Delhi: The University of Leeds in partnership with the Goa Institute of Management (GIM) are sharing the findings from their recent research study “Following the Thread: Understanding the clothing supply chain and the affect British Legislation has on Indian Business”. The study is funded by the British Academy and the Department for International Development (DfiD).
Key findings from the project include:
Businesses in the fashion and textile sector have limited engagement with the Modern Slavery Act. While a number of businesses communicate very well with the public about the Act and the issues it aims to address, a large number of firms do not engage with the letter and spirit of the Act;
Limited transparency along the supply chain inhibits the implementation of the Act. International brands often do not have a proper handle of their complete supply chain;
Suppliers are often seeing the engagement with the Modern Slavery Act as a pure compliance requirement without which they could not export. This suggests that they would not address labor exploitation otherwise.
Following events with industry, trade unions, NGOs and policy makers in India, Vietnam, and the UK it has become clear that the complexity and fluidity of the fashion industry’s global supply network (many formal and informal tiers of suppliers that are constantly changing) means that vulnerability to modern slavery is present in all countries. This makes defining, identifying and reducing modern slavery a very challenging ambition for even the most progressive businesses.

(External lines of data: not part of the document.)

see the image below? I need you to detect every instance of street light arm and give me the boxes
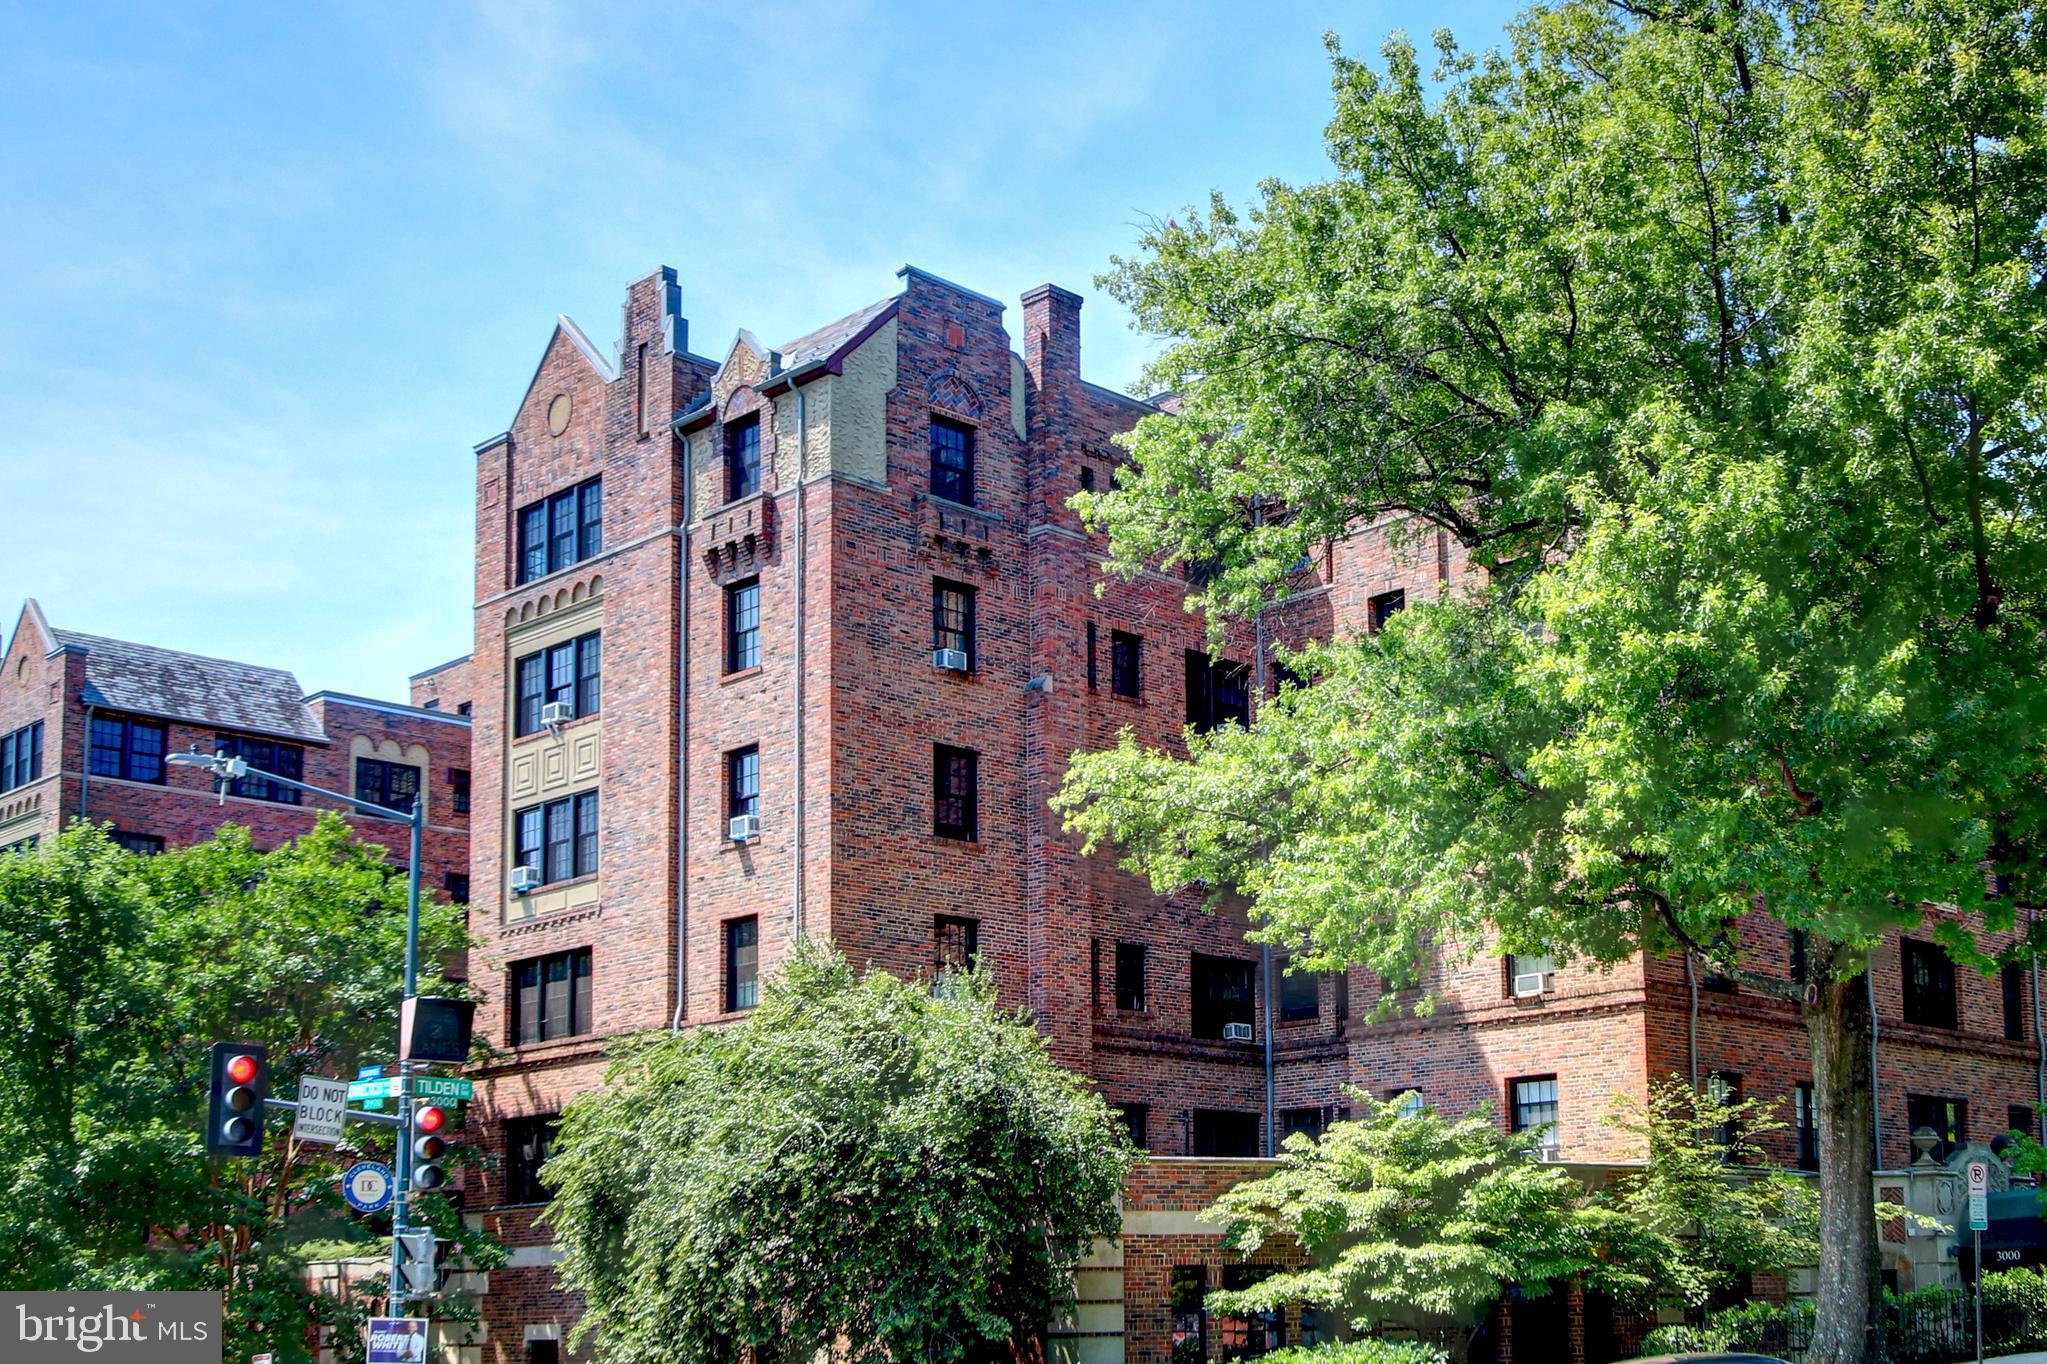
[166,749,422,825]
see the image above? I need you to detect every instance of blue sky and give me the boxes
[0,0,1519,701]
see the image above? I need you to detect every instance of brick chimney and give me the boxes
[1021,283,1082,395]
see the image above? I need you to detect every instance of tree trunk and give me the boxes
[1805,970,1880,1364]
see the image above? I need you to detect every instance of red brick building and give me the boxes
[460,266,2044,1363]
[0,598,472,924]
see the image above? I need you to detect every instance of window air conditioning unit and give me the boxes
[1512,971,1551,999]
[541,701,574,728]
[932,648,971,673]
[728,813,761,843]
[1534,1143,1562,1163]
[510,865,543,894]
[1222,1022,1255,1042]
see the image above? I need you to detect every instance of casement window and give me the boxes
[1085,622,1098,691]
[1277,954,1319,1022]
[1901,939,1958,1029]
[0,721,43,793]
[1171,1266,1208,1357]
[929,414,975,506]
[89,715,166,784]
[214,735,303,804]
[933,745,978,841]
[110,831,164,856]
[444,872,470,905]
[511,948,592,1044]
[1079,465,1096,492]
[1116,1103,1148,1150]
[450,768,472,815]
[355,758,422,814]
[1509,1075,1560,1146]
[1707,1072,1743,1152]
[2004,963,2028,1042]
[1217,1264,1284,1356]
[1110,630,1142,699]
[514,791,599,885]
[1185,652,1251,733]
[935,915,980,975]
[725,579,761,674]
[1,836,38,856]
[932,580,975,667]
[1192,1109,1260,1158]
[1114,942,1147,1011]
[1383,1088,1425,1118]
[2011,1105,2037,1141]
[726,747,760,822]
[1367,589,1407,632]
[1795,1082,1820,1170]
[725,413,761,502]
[1906,1094,1966,1162]
[1191,953,1255,1041]
[513,632,601,736]
[516,477,602,584]
[1281,1107,1325,1142]
[725,917,759,1012]
[503,1114,561,1204]
[1790,928,1809,982]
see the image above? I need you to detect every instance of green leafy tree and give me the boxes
[1204,1094,1667,1356]
[544,943,1135,1364]
[1054,2,2047,1360]
[1600,1076,1819,1306]
[0,818,489,1363]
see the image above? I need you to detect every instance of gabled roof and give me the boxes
[46,621,327,744]
[777,296,898,370]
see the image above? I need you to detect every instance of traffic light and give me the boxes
[401,996,476,1064]
[411,1104,449,1189]
[205,1042,268,1157]
[396,1227,445,1297]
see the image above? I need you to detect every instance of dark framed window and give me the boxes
[0,836,37,857]
[355,758,422,814]
[503,1113,560,1204]
[511,947,592,1044]
[513,791,598,884]
[725,579,761,673]
[1186,652,1251,733]
[214,735,302,804]
[934,744,978,841]
[450,768,472,815]
[1281,1107,1325,1142]
[0,721,43,793]
[1795,1083,1820,1170]
[1367,589,1407,632]
[929,414,975,506]
[1171,1266,1208,1357]
[1079,465,1096,492]
[1790,928,1810,983]
[725,916,759,1012]
[1510,1075,1560,1144]
[932,579,975,667]
[1116,1103,1148,1149]
[1192,953,1256,1041]
[1278,955,1319,1022]
[1192,1109,1260,1157]
[1707,1072,1743,1152]
[1906,1093,1966,1162]
[1507,953,1555,995]
[1218,1263,1284,1357]
[2011,1105,2037,1141]
[2004,963,2027,1042]
[725,413,761,502]
[1902,939,1958,1029]
[89,715,166,784]
[514,632,600,735]
[110,831,164,856]
[935,915,980,975]
[444,872,470,905]
[528,1343,559,1364]
[727,746,760,820]
[1383,1088,1424,1118]
[516,477,602,584]
[1114,942,1147,1011]
[1085,622,1098,691]
[1110,630,1141,699]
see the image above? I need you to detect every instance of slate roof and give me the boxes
[776,296,897,371]
[49,626,327,744]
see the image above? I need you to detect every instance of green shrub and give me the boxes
[1260,1341,1450,1364]
[1640,1323,1724,1354]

Said Prof. Ajit Parulekar, Director, Goa Institute of Management, “In our 25th year of operations we continue to focus on research and consultancy. Each year GIM adds research publications and we were happy to collaborate with the triple crowned Leeds University Business School to engage in a project which is in line with our theme this year – ‘Principle Centered Leadership’. The project is an ongoing effort to address global concerns around child labour and modern slavery as laid out in the Sustainable Development Goal (SDG) 8.7 which aims to end forced labour and modern slavery.”
Dr Hinrich Voss, Associate Professor of International Business, University of Leeds, who is leading the team said that “The objective of the study is to develop insights into potential challenges implementing the UK legislation in the global clothing supply chains, as well as gather examples of how Indian industry is engaging with it and understand potential issues around social challenges. We hope the input from key Indian stakeholders can be used to influence further UK policy development in this area.”

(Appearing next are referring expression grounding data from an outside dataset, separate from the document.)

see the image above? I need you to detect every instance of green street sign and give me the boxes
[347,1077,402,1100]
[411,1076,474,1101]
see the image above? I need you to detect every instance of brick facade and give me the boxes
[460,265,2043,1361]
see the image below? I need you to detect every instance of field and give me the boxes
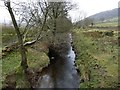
[1,21,119,88]
[94,22,118,27]
[1,26,50,88]
[72,28,119,88]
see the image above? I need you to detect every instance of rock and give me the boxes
[5,74,16,88]
[51,57,55,60]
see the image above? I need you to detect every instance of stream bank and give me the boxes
[33,33,80,88]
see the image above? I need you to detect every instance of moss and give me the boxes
[15,66,30,88]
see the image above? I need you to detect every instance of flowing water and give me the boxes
[34,33,80,88]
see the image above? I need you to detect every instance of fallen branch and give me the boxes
[23,40,36,46]
[2,37,42,58]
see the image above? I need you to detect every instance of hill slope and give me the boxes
[89,8,119,22]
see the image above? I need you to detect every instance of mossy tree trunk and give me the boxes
[5,1,28,71]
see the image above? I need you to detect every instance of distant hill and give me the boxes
[89,8,119,22]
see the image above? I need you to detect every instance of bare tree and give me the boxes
[46,1,74,35]
[13,1,50,43]
[4,0,28,71]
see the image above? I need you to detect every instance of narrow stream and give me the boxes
[34,33,80,88]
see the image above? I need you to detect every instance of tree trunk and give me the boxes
[53,18,57,36]
[6,1,28,70]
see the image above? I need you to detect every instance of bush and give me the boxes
[104,31,114,36]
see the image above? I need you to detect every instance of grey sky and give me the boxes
[0,0,119,23]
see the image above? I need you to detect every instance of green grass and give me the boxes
[72,29,118,88]
[2,25,38,48]
[94,22,118,27]
[0,60,2,89]
[2,43,49,88]
[2,25,51,88]
[2,25,50,87]
[2,26,17,47]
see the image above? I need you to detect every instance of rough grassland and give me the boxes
[2,25,50,88]
[94,22,118,27]
[2,42,49,88]
[72,29,118,88]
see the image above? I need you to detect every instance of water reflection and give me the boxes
[35,33,80,88]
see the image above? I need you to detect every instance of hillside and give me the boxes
[89,8,119,22]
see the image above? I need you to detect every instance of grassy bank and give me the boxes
[72,28,118,88]
[2,25,72,88]
[2,25,50,88]
[2,41,49,88]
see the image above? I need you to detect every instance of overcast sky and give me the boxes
[0,0,119,23]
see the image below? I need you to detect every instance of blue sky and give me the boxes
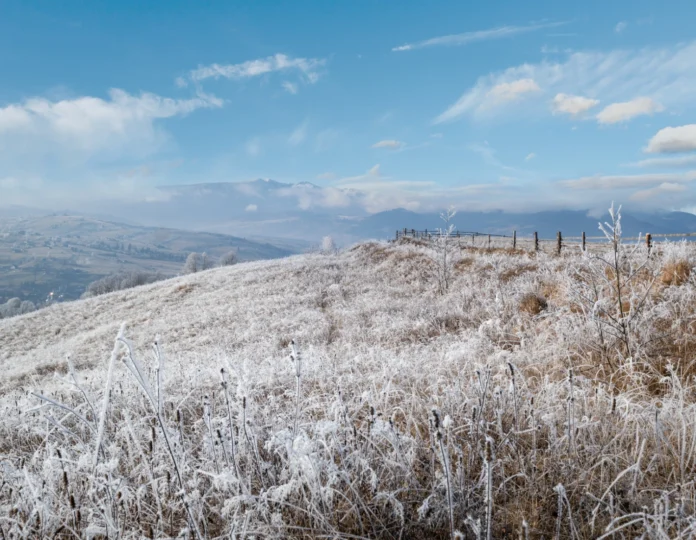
[2,0,696,214]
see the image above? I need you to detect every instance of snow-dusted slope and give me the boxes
[2,237,696,537]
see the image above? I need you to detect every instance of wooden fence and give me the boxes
[395,228,696,254]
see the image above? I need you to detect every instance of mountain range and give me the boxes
[4,179,696,243]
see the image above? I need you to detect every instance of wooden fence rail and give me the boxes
[396,228,696,254]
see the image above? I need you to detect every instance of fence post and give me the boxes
[582,231,586,252]
[512,230,517,250]
[556,231,562,255]
[534,232,539,252]
[488,234,491,249]
[646,233,652,256]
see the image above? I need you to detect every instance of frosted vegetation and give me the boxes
[82,271,167,299]
[3,207,696,538]
[0,297,36,319]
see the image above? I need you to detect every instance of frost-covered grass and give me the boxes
[2,228,696,538]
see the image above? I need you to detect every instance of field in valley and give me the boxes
[0,215,300,306]
[2,221,696,538]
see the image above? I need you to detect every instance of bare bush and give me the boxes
[218,250,238,267]
[82,271,166,298]
[0,297,35,319]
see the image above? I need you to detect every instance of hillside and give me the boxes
[2,232,696,537]
[0,214,298,304]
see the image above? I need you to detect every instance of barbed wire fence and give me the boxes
[395,228,696,255]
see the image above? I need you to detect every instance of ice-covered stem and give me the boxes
[484,437,494,540]
[153,337,164,418]
[554,484,564,540]
[598,202,632,358]
[432,409,455,539]
[508,362,518,433]
[203,395,219,474]
[118,329,202,540]
[290,340,302,437]
[93,323,125,470]
[220,368,242,488]
[567,368,575,451]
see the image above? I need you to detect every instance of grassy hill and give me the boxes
[0,214,298,305]
[1,231,696,537]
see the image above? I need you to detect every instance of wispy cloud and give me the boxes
[560,171,696,190]
[469,142,517,171]
[525,153,536,161]
[187,54,325,88]
[615,21,628,33]
[434,41,696,123]
[646,125,696,153]
[552,93,599,116]
[392,21,565,52]
[0,89,222,157]
[488,79,541,102]
[596,97,663,124]
[371,139,405,150]
[631,182,686,201]
[288,120,309,146]
[630,155,696,168]
[282,81,299,95]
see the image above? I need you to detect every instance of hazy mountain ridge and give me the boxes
[0,214,300,304]
[4,179,696,243]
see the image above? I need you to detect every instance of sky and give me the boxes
[2,0,696,214]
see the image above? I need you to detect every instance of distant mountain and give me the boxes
[0,214,300,304]
[97,179,367,243]
[18,179,696,244]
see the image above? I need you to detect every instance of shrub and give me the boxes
[0,297,36,319]
[219,250,238,267]
[183,252,201,274]
[321,236,337,254]
[82,271,166,298]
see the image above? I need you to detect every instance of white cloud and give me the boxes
[282,81,298,95]
[646,124,696,153]
[368,164,381,176]
[559,171,696,190]
[525,153,536,161]
[631,154,696,168]
[434,41,696,123]
[245,204,258,212]
[316,172,336,181]
[392,21,565,52]
[487,78,540,102]
[288,120,308,146]
[0,89,222,158]
[596,97,663,124]
[630,182,686,201]
[245,137,261,157]
[552,93,600,116]
[615,21,628,33]
[189,54,325,85]
[371,139,405,150]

Added Kamal Singh, Executive Director, UNGC, “Sustainable Development Goals is a critical point on the agenda of every stakeholder as it can ensure that nobody gets left behind. For India we must work towards making sure that the SDG framework impacts everyone including those at the bottom of the pyramid”

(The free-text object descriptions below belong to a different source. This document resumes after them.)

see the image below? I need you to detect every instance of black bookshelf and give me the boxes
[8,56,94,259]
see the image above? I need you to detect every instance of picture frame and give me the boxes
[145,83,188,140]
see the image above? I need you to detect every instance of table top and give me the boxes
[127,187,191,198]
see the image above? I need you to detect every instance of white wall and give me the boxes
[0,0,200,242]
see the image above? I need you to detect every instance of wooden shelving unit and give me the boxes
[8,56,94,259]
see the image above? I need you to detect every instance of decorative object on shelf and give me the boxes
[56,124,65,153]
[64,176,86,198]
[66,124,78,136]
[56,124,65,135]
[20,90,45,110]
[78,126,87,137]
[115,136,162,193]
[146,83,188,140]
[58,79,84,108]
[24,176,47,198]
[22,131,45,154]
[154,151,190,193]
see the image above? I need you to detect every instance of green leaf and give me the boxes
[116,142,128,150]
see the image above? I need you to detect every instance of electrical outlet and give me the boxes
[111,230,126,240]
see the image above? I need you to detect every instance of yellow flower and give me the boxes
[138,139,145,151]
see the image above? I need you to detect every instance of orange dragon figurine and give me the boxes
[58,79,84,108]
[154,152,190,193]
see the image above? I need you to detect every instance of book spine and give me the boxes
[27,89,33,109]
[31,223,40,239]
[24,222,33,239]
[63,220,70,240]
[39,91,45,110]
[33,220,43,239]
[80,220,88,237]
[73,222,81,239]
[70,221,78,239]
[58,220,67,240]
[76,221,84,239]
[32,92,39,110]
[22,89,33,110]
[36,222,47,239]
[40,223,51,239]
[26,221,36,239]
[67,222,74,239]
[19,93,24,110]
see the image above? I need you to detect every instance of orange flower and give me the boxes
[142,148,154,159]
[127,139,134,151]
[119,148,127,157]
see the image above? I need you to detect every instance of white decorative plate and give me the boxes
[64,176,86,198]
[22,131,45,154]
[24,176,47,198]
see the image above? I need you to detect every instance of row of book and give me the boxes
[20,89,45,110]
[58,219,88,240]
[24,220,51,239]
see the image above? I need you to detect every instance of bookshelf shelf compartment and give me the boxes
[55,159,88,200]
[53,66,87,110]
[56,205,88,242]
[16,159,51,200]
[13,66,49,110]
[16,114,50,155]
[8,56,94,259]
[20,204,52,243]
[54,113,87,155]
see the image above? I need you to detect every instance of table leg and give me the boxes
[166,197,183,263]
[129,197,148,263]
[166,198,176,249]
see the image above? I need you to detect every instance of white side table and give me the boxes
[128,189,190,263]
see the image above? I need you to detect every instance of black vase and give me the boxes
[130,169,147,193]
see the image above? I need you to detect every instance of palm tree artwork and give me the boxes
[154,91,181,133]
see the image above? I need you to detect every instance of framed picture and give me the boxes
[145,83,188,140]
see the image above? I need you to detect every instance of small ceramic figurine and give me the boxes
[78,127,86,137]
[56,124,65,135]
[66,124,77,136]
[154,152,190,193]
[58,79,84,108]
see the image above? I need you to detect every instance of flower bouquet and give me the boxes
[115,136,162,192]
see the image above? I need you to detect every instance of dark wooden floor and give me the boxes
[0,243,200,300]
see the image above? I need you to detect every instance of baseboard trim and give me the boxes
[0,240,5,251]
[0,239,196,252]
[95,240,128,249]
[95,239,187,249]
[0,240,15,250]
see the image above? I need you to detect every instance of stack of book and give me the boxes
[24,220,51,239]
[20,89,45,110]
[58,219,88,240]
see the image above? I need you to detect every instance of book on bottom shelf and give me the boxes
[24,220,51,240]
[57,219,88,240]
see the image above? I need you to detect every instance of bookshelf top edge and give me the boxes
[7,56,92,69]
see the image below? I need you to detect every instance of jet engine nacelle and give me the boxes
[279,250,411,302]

The United Kingdom has put in place the Modern Slavery Act 2015, which includes the onus on big businesses to make public their efforts to identify and stop the exploitation of labour within its supplier network. The Transparency in Supply Chain Provisions require businesses to publish an annual statement if they have a global annual turnover above a threshold of £36 million. Australia has a similar law that came into effect on 1 January 2019. The UK Modern Slavery Act reflects the United Nations Sustainable Development Goal Number 8.7: “Decent work and economic growth”.
The study aims to develop insights into potential challenges in implementing the UK legislation in global clothing supply chains, as well as gather examples of how the Indian clothing and textile industry is engaging with stakeholders and addressing potential issues including social and environmental challenges. The research by the University of Leeds and Goa Institute of Management is focusing on the textile clusters in Tamil Nadu which have been supplying major global brands for many years and are well established. The working population in these clusters, especially in the textile industry has seen rapid changes. The rapid economic progress of the state has meant that the local working population has moved on to higher-paying skills and they are being replaced by migrant workers, primarily from North East India. The resulting demographic changes in the workforce, dynamics of competition and increased awareness has meant that the industry has to be aware of international compliance requirements and expectations.
In this regard, an event is being hosted in Delhi this week. The targeted audience for this event are Government, businesses, and NGOs where team will discuss how the Modern Slavery Act (and similar legislation from other countries) has and will affect the global supply chain industries. The event is jointly delivered by the University of Leeds, the Goa Institute of Management to provide a forum for key stakeholders to voice their views and concerns and thus ensure a fair representation of their perspectives and a chance to participate in policy development.